The decision blocking the OSHA rule, along with a companion decision in which the court refused, by a vote of 5 to 4, to block a vaccine mandate for workers in the health care industry, are not final judgments. The cases now return to their respective courts of appeals for further review. They may return to the Supreme Court, although given that an emergency OSHA rule can last no more than six months (a limiting factor that the OSHA decision obscures), they well may not. But in any event, it’s certain that we have not heard the last of the major questions doctrine or the war on the administrative state.

That Justice Gorsuch, with his penchant for folksy aphorisms, has become the show horse of the court’s far right shouldn’t deflect attention from his less showy but equally determined partner in the campaign to bring down the administrative state, Justice Alito.

Among the more head-snapping moments during the nearly four hours of argument in the two vaccine cases on Jan. 7 came with Justice Alito’s comments in the OSHA argument to Solicitor General Elizabeth Prelogar.

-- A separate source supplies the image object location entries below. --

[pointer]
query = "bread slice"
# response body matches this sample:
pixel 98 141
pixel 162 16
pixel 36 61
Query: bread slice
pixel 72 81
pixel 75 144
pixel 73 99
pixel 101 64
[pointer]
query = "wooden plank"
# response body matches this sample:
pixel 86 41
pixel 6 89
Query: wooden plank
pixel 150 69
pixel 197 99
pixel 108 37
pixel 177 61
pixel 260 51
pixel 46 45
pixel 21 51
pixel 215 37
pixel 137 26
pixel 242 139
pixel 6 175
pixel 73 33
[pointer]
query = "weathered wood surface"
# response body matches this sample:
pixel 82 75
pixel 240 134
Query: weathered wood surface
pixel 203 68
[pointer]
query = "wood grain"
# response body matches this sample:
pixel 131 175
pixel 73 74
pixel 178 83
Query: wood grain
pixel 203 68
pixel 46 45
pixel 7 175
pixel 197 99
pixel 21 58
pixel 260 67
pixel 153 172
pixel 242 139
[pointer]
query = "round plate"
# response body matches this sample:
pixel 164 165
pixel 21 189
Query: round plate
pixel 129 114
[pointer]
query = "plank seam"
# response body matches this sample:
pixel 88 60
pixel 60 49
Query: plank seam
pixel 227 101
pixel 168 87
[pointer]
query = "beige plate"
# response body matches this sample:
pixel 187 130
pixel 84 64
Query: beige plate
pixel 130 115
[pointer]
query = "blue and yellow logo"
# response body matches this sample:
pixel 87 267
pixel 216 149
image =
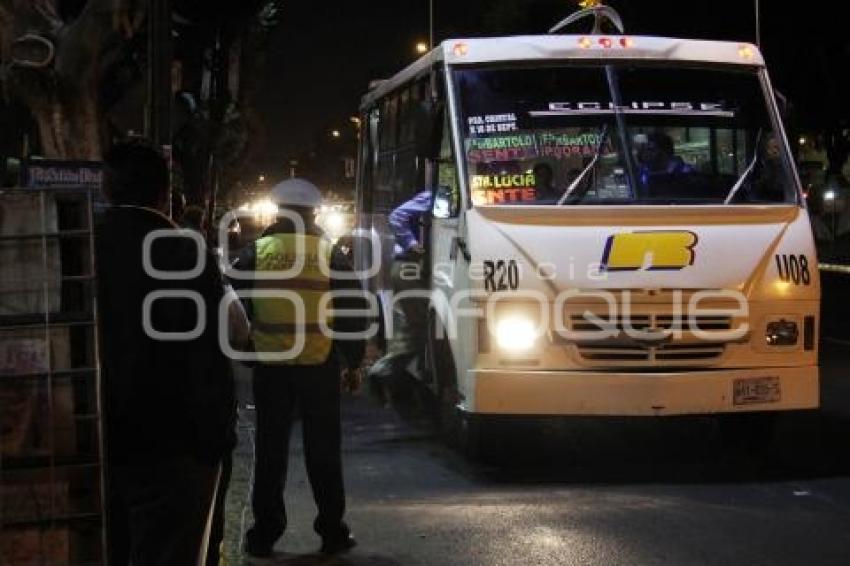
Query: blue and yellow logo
pixel 652 250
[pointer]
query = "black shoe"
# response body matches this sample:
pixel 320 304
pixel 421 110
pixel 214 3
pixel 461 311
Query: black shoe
pixel 254 552
pixel 338 545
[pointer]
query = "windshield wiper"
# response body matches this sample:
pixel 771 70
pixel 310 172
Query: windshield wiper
pixel 603 137
pixel 745 175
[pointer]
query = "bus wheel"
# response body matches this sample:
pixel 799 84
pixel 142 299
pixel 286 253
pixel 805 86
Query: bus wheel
pixel 748 435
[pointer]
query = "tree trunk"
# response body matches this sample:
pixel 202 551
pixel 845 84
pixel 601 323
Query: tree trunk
pixel 69 126
pixel 62 91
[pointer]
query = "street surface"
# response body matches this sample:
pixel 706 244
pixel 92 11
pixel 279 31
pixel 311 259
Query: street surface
pixel 581 492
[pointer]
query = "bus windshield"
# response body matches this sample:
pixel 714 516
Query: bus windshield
pixel 620 134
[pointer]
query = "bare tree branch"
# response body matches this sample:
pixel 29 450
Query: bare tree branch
pixel 99 24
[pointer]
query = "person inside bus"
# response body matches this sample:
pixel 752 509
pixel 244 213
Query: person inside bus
pixel 659 162
pixel 544 186
pixel 406 223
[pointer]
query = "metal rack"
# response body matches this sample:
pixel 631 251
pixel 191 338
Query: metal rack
pixel 51 428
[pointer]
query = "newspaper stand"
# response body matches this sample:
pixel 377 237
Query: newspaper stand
pixel 51 437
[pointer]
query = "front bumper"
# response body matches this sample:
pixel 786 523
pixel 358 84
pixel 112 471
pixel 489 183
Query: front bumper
pixel 520 392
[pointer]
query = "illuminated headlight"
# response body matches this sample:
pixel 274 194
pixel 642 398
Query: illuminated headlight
pixel 335 222
pixel 782 333
pixel 516 334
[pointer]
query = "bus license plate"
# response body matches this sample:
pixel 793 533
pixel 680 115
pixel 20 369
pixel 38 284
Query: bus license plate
pixel 756 390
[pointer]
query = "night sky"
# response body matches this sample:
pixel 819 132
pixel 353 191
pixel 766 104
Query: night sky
pixel 324 54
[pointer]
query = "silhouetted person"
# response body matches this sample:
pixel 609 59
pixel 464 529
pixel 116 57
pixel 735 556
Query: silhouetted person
pixel 169 405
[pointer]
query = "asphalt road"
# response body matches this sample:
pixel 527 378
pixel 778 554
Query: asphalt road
pixel 638 492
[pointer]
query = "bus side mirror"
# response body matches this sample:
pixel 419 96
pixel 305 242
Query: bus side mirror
pixel 429 129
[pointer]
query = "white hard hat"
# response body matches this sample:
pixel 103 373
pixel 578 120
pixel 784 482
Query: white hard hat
pixel 297 192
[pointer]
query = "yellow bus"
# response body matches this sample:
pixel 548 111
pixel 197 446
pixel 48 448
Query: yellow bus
pixel 617 227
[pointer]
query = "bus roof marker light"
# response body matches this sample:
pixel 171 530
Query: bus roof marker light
pixel 746 52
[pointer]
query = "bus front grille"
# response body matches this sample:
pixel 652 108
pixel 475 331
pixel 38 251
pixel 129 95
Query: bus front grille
pixel 649 339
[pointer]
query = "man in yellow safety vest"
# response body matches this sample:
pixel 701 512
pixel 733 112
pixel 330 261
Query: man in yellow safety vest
pixel 299 364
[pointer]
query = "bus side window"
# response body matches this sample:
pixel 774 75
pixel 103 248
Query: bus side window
pixel 447 196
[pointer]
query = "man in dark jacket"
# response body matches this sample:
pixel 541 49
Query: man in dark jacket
pixel 169 400
pixel 288 258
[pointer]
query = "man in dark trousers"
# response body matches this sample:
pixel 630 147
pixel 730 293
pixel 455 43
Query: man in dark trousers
pixel 169 401
pixel 309 379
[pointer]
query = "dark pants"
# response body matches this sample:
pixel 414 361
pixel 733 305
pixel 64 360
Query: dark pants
pixel 160 513
pixel 315 392
pixel 218 517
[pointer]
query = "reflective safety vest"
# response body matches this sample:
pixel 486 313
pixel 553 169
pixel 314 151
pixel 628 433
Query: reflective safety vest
pixel 276 327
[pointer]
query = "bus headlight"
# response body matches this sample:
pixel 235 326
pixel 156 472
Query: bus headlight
pixel 516 334
pixel 782 333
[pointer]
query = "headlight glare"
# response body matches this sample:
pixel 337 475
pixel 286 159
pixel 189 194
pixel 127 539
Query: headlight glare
pixel 516 334
pixel 782 333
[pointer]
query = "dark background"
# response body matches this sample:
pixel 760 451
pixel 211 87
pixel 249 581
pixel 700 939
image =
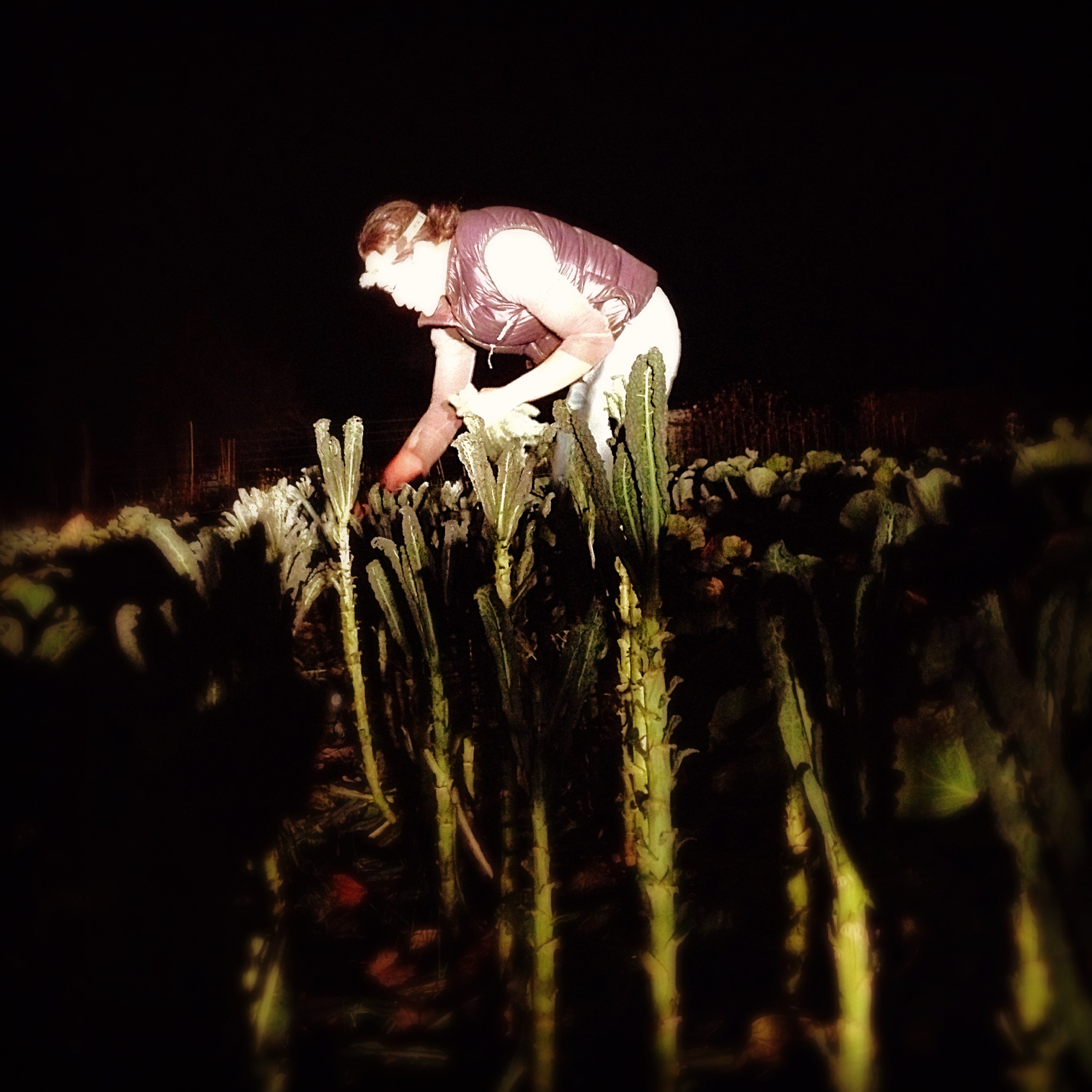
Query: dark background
pixel 832 208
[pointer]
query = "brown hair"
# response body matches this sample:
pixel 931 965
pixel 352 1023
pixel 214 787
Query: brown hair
pixel 387 223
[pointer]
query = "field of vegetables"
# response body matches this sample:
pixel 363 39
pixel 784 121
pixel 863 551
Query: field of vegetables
pixel 750 774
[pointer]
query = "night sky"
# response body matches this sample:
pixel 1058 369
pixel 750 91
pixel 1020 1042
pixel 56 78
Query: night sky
pixel 832 211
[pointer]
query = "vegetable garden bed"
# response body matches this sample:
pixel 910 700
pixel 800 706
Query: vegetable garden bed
pixel 403 792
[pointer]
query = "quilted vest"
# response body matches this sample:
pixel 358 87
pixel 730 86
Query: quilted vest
pixel 613 281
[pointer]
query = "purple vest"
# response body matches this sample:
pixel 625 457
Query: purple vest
pixel 609 279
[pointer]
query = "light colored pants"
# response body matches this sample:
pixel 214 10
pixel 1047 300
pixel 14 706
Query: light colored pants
pixel 655 327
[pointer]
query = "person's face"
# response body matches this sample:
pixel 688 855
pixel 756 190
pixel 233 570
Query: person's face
pixel 410 281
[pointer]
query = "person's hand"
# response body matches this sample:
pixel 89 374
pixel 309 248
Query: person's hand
pixel 402 469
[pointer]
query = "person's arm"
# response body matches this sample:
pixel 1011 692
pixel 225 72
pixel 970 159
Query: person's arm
pixel 522 266
pixel 434 433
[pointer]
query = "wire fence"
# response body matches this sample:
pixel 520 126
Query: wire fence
pixel 199 470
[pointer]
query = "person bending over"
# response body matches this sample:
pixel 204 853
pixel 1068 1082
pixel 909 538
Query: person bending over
pixel 508 280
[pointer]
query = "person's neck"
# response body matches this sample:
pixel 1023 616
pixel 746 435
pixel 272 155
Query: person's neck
pixel 438 270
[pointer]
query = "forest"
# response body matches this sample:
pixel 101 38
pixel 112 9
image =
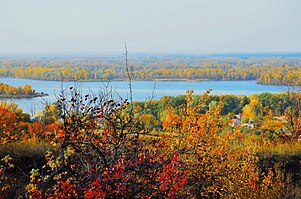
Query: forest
pixel 8 91
pixel 189 146
pixel 276 70
pixel 99 145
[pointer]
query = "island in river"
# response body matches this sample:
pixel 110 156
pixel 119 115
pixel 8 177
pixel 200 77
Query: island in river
pixel 9 91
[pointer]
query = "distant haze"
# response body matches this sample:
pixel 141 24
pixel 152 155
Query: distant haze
pixel 155 26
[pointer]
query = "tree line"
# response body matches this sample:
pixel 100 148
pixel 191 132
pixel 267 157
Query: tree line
pixel 265 70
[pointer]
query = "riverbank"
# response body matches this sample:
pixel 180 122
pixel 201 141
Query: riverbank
pixel 4 96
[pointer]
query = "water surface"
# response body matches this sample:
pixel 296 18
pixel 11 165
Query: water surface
pixel 142 90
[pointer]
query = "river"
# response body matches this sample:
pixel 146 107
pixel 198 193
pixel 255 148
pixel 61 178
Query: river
pixel 142 90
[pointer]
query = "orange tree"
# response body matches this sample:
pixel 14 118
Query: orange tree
pixel 216 163
pixel 103 152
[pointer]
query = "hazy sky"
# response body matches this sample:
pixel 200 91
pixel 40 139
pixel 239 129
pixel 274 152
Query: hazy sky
pixel 167 26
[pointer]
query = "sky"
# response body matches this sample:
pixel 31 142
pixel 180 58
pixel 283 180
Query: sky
pixel 153 26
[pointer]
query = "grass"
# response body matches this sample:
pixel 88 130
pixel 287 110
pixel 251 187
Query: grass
pixel 25 149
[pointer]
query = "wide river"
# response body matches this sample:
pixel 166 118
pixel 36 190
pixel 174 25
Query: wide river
pixel 142 90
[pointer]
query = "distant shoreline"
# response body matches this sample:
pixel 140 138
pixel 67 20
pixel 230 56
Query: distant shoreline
pixel 4 96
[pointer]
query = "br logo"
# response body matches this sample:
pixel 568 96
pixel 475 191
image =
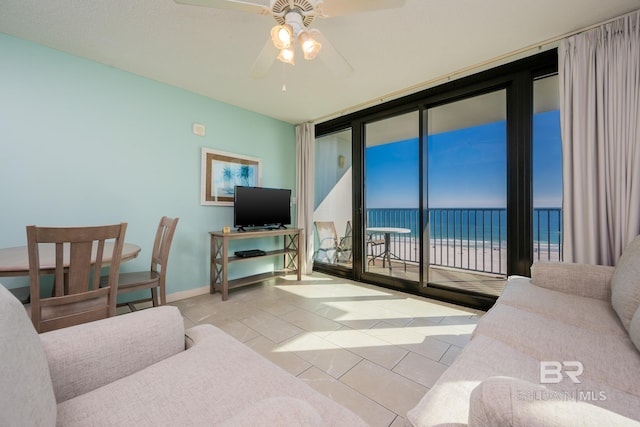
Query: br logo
pixel 551 372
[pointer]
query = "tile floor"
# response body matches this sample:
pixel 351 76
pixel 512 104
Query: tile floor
pixel 376 351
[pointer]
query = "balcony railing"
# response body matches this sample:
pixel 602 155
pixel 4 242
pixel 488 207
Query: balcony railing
pixel 468 238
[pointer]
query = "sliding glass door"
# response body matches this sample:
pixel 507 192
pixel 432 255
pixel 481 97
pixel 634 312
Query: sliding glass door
pixel 333 236
pixel 391 221
pixel 452 189
pixel 467 196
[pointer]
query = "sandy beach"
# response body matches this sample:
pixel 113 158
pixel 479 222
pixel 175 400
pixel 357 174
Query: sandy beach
pixel 468 255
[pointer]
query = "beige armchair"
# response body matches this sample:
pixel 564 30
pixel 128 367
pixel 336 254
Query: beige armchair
pixel 142 369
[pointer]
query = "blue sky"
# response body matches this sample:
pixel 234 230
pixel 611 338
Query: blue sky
pixel 467 168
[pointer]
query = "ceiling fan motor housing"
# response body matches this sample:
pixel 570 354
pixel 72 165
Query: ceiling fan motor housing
pixel 305 8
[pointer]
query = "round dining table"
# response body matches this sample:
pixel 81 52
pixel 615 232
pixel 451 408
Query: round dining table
pixel 14 262
pixel 387 254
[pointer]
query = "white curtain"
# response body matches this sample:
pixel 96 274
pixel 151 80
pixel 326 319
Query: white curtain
pixel 305 138
pixel 599 74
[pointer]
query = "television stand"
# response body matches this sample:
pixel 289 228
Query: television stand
pixel 293 242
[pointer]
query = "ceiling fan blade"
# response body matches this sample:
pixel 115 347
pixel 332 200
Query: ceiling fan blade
pixel 229 4
pixel 330 56
pixel 265 59
pixel 329 8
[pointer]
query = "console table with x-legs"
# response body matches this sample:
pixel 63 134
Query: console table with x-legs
pixel 220 257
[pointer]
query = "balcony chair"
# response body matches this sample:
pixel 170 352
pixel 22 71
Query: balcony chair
pixel 331 248
pixel 80 253
pixel 154 278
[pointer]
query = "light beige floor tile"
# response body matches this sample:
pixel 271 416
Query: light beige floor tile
pixel 451 355
pixel 420 369
pixel 345 318
pixel 272 327
pixel 373 413
pixel 409 339
pixel 321 353
pixel 368 347
pixel 453 334
pixel 277 307
pixel 391 390
pixel 399 422
pixel 238 330
pixel 311 322
pixel 460 320
pixel 367 309
pixel 286 360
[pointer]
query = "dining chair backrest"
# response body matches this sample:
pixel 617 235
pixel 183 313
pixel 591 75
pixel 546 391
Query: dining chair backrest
pixel 162 244
pixel 77 255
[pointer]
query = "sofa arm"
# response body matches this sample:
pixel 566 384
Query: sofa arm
pixel 593 281
pixel 504 401
pixel 87 356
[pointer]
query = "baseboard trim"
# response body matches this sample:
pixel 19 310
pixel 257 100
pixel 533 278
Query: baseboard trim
pixel 188 293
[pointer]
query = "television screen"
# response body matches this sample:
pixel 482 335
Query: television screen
pixel 261 207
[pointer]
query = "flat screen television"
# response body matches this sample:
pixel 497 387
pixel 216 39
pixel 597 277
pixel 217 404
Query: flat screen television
pixel 261 207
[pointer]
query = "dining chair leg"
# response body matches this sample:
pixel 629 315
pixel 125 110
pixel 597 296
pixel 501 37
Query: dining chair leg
pixel 154 296
pixel 163 296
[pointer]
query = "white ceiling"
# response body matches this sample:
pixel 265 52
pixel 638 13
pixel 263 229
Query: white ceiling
pixel 211 52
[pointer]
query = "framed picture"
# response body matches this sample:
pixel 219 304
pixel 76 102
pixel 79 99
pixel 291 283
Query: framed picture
pixel 220 174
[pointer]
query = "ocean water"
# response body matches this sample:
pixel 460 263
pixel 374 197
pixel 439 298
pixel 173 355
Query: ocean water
pixel 486 225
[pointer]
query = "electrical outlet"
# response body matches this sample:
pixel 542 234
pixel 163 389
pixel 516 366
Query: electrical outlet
pixel 198 129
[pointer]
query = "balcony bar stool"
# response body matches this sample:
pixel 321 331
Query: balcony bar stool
pixel 155 277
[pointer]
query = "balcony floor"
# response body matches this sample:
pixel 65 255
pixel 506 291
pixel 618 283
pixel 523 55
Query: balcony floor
pixel 455 278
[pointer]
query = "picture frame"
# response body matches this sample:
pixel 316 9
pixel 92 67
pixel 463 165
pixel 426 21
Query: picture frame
pixel 221 172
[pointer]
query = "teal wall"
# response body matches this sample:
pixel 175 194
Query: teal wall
pixel 82 143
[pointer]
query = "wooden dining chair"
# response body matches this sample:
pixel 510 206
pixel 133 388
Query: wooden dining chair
pixel 154 278
pixel 80 254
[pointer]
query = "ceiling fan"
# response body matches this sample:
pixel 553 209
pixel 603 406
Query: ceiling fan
pixel 293 22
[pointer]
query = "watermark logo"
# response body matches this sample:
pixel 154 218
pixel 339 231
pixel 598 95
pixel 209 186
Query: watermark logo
pixel 551 372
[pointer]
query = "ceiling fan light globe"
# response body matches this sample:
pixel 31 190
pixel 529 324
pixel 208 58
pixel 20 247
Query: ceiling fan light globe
pixel 310 47
pixel 282 36
pixel 287 56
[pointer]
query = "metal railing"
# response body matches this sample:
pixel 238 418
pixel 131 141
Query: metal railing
pixel 471 239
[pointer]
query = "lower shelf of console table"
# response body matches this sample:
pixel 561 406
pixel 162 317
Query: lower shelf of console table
pixel 220 259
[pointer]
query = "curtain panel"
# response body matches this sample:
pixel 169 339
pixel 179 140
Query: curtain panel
pixel 599 74
pixel 305 138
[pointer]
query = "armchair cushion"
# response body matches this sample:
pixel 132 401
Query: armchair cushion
pixel 592 281
pixel 506 401
pixel 93 354
pixel 27 395
pixel 625 284
pixel 634 329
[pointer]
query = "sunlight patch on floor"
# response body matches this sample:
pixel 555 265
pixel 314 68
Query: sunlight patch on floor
pixel 336 290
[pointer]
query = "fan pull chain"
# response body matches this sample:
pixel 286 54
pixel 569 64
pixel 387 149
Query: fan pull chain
pixel 284 77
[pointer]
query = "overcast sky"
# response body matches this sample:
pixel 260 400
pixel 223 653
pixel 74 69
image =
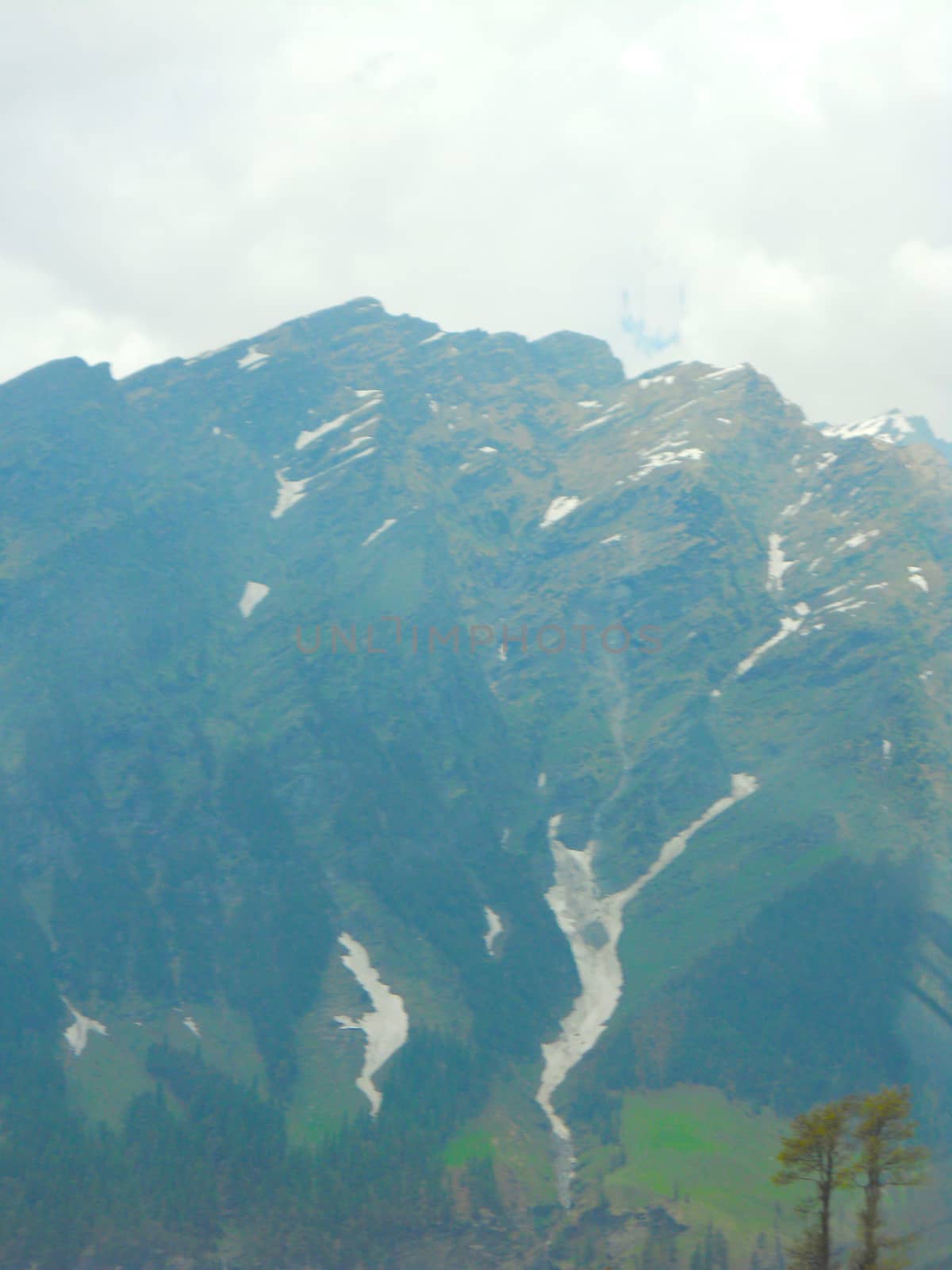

Justice Alito suggested that the vaccine policy was more onerous than other OSHA health measures because employees who accept the vaccine run some personal risk, presumably of a bad reaction. The justice, who like the eight others has received two vaccine doses plus a booster, wanted to have it both ways: to cast a cloud over the vaccine requirement while not being labeled an antivaxxer. “I don’t want to be misunderstood in making this point because I’m not saying the vaccines are unsafe,” he told the solicitor general. Then what was he saying, exactly?

“I don’t want to be misunderstood,” Justice Alito repeated, adding: “I’m sure I will be misunderstood.”

This was Sam Alito as victim, the Alito we have seen in recent public outings, such as his appearance in September at the University of Notre Dame, where he accused critics of the court’s so-called “shadow docket” of portraying the court “as having been captured by a dangerous cabal that resorts to sneaky and improper methods to get its way.” He complained about what he said were “unprecedented efforts to intimidate the court or damage it as an independent institution.”

In his opinion dissenting from the court’s decision to permit the vaccine mandate for health care workers, Justice Alito objected that workers were being put “to the choice of their jobs or an irreversible medical treatment.” That was a strange way to characterize a vaccine that demonstrably loses its effectiveness over a period of a few months.

As he put it during the OSHA argument, “I’m sure I will be misunderstood.”

Not to worry, your honor. We understand you perfectly.